1. Table of Contents
  • The feasibility of quantization and SQ on SparseConv3d: ✅
  • The discussion of sparse conv3d:
    • Find where the computation for sparse conv3d is done: ✅
    • Inside ops.implicit_gemm: ✅
  • How can we implement it:
    • Quantization of the activation and weight: ✅
    • Application of SQ during quantization process: ✅
  • Evaluation of current method:
    • Whether SQ is effective or not depends on the value of the inputs and weight: ✅
  • Actual implementation: In progress…
2.1 Find where the computation for sparse conv3d is done.

Firstly I went through the source code of spconv (except for CUDA kernel part), and I found out how the computation for sparse conv3d is done:

img

After some preprocessing, we got features and weight_cur.

From the graph, I found that features and weight_cur are then passed into ops.implicit_gemm, so I then print them to find what type they are, which turns out that both of them are Tensor. I then print out the shape and the results are similar to the following:

feature.shape: torch.Size([124310, 5])
weight_cur.shape: torch.Size([16, 3, 3, 3, 5])

Here, what I think that makes it a little difficult is that the shape of the feature is indeed a 2d matrix, but the shape of the weight is just a standard shape for Conv3d, which makes the gemm process of feature and weight not that intuitive for me.

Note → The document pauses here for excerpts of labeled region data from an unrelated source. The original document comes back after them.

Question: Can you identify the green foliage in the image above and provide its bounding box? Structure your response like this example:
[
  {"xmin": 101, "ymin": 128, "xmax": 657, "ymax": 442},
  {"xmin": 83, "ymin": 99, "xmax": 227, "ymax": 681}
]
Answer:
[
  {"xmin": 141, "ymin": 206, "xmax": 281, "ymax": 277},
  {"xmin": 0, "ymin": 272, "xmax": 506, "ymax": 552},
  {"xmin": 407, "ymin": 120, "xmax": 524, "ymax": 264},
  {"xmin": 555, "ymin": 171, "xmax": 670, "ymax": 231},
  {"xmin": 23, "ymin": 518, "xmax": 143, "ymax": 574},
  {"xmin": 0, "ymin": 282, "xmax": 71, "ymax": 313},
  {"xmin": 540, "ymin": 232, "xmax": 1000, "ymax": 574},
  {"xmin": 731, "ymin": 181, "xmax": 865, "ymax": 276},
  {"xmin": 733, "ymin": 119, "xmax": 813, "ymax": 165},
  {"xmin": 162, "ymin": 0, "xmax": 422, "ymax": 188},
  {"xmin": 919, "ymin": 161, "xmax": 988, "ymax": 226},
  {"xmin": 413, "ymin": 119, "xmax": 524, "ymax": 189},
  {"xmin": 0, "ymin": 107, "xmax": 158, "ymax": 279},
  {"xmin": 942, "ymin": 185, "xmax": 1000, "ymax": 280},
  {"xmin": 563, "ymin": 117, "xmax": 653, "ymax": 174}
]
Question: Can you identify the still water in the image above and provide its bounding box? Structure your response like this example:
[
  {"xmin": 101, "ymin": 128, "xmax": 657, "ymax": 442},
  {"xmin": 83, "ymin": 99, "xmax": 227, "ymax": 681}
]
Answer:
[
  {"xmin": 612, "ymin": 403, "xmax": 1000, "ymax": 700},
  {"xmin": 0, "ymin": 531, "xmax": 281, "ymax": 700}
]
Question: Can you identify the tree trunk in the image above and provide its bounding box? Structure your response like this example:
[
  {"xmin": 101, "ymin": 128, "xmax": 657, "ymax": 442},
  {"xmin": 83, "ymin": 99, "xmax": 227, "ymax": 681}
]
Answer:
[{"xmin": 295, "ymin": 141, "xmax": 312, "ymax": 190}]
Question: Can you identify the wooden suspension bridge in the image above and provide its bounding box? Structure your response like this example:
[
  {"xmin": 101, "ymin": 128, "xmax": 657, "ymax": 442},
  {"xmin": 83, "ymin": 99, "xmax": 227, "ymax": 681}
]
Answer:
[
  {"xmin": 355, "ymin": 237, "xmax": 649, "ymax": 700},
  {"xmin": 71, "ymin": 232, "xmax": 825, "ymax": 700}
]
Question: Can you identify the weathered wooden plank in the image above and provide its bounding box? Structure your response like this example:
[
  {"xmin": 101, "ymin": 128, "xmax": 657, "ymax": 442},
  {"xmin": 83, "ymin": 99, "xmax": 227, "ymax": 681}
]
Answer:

So I then looked into ops.implicit_gemm to see if there’s any hope.

2.2 Inside ops.implicit_gemm

img

Inside ops.implicit_gemm, both features and weight are cast to a data type tensorview, which is commonly utilized in cumm, a python asyncio-based gemm simulator written by the creator of spconv package. After the transformation of the data type, both of them are passed into ConvGemmOps.implicit_gemm, which is as follow, utilizing pccm (which needs some c or cuda), another package written by the creator of spconv, to achieve the computation of the out_features (inside red box below, this picture is wrong, will change it in the future):

img

3.1 Quantization of the activation and weight

There’s actually an equivalent logic here if we want to quantize the activation and weight of the spconv3d layer under one specific hypothesis:

If the outcome of spconv3d and conv3d are the same.

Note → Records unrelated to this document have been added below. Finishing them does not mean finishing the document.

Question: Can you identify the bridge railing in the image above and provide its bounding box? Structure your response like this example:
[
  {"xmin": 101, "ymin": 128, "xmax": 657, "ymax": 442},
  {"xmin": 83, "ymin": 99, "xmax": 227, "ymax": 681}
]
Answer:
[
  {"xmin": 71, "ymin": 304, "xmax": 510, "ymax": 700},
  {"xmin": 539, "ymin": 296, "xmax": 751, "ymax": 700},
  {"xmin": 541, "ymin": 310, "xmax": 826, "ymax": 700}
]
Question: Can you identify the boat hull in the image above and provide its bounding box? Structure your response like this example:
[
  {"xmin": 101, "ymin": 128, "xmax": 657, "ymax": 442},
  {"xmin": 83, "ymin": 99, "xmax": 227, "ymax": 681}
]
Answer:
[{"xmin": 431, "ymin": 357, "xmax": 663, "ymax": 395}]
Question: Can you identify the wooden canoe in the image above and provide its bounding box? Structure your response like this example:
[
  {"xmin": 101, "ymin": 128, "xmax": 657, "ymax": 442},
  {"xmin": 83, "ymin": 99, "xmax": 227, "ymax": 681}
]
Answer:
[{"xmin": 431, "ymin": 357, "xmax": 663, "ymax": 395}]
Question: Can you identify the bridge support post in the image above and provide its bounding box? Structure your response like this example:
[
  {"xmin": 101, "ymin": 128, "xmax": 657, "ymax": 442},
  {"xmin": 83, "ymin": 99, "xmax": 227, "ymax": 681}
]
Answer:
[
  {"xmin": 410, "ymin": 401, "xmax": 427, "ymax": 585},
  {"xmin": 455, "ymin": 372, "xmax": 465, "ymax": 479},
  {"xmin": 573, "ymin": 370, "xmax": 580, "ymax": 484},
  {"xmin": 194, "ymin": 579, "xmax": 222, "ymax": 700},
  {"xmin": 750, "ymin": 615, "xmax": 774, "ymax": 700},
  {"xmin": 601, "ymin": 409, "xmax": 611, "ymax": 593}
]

It turns out that this is true, and therefore, we can start working on the quantization of both activation and weight:

  • For activation: Since we only apply per-tensor quantization to the activation, we just need to get the element that has the max absolute value of the whole activation tensor to apply quantization.

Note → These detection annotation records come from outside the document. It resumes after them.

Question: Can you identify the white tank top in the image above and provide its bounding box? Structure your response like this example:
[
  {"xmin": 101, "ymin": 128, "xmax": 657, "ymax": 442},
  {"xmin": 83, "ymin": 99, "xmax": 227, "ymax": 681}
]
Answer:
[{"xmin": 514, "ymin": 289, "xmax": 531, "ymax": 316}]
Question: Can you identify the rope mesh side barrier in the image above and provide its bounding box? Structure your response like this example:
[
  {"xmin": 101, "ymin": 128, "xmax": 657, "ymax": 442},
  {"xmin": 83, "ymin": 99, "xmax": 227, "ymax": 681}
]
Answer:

  • For weight: Since the weight for sparse 3d convolutional and normal 3d convolution is the same, per-channel quantization should be similar without difficulty.

3.2 Application of SmoothQuant during quantization process

If we want to apply SmoothQuant to our quantization as well, we need an extra hypothesis below:

If the computation of spconv3d can be transformed into img2col + gemm format.

And it turns out that the img2col process is just similar to the normal 2d unfold process, but instead we unfold three times on three different dimensions.

Hence, we can actually first convert the input/activationof the spconv3d layer into dense format, transform it into a 2d matrix format using img2col and get the max list similar to the 2d process. The part for the weight is also similar, we unfold it into a 2d matrix format, and then get the max list. After getting two lists, we can compute the scale list and scale the magnitude of activation down while scaling up the weight to migrate the quantization difficulty from activation to weight.

4.1 Evaluation of current method

L1loss_3d

Here, the x-axis are the same random normal inputs with different scaling, while y-axis is the L1 Loss between the method that the line represents and the original Pytorch conv3d implementation.

We can get a conclusion from the graph, which is: whether SQ is effective or not depends on the value of the inputs and weight. We can also witness greater loss within the blue line, which means that further improvement for the current method is needed.

4.2 Evaluation with different scaling factor

scaling_3d

Here, the x-axis are different random normal inputs with different scaling factor (from SmoothQuant), while y-axis is the L1 Loss between our method and original Pytorch conv3d implementation with specific example 10X inputs. From the graph, we may guess that our method is effectively dealing with the quantization difficulty from the activation.

5. What’s next?
  • Apply naive W8A8 quantization to Centerpoint:
    • check the accuracy:
      • If accuracy doesn’t drop much, maybe there’s no need of SmoothQuant.
      • If drops much, focusing on how to apply SmoothQuant to spconv3d after quantization.
  • Check the baseline of my method:
    • Figure out why there’s greater loss along with the scaling of the example inputs without any quantization, and try to fix it.
  • Check the activation outlier:
    • After going through the above first two points, we can check the activation to see where the outliers are if they indeed exist.
  • Expand on the data structure of SparseConvTensor on our next meeting with clearer explanation.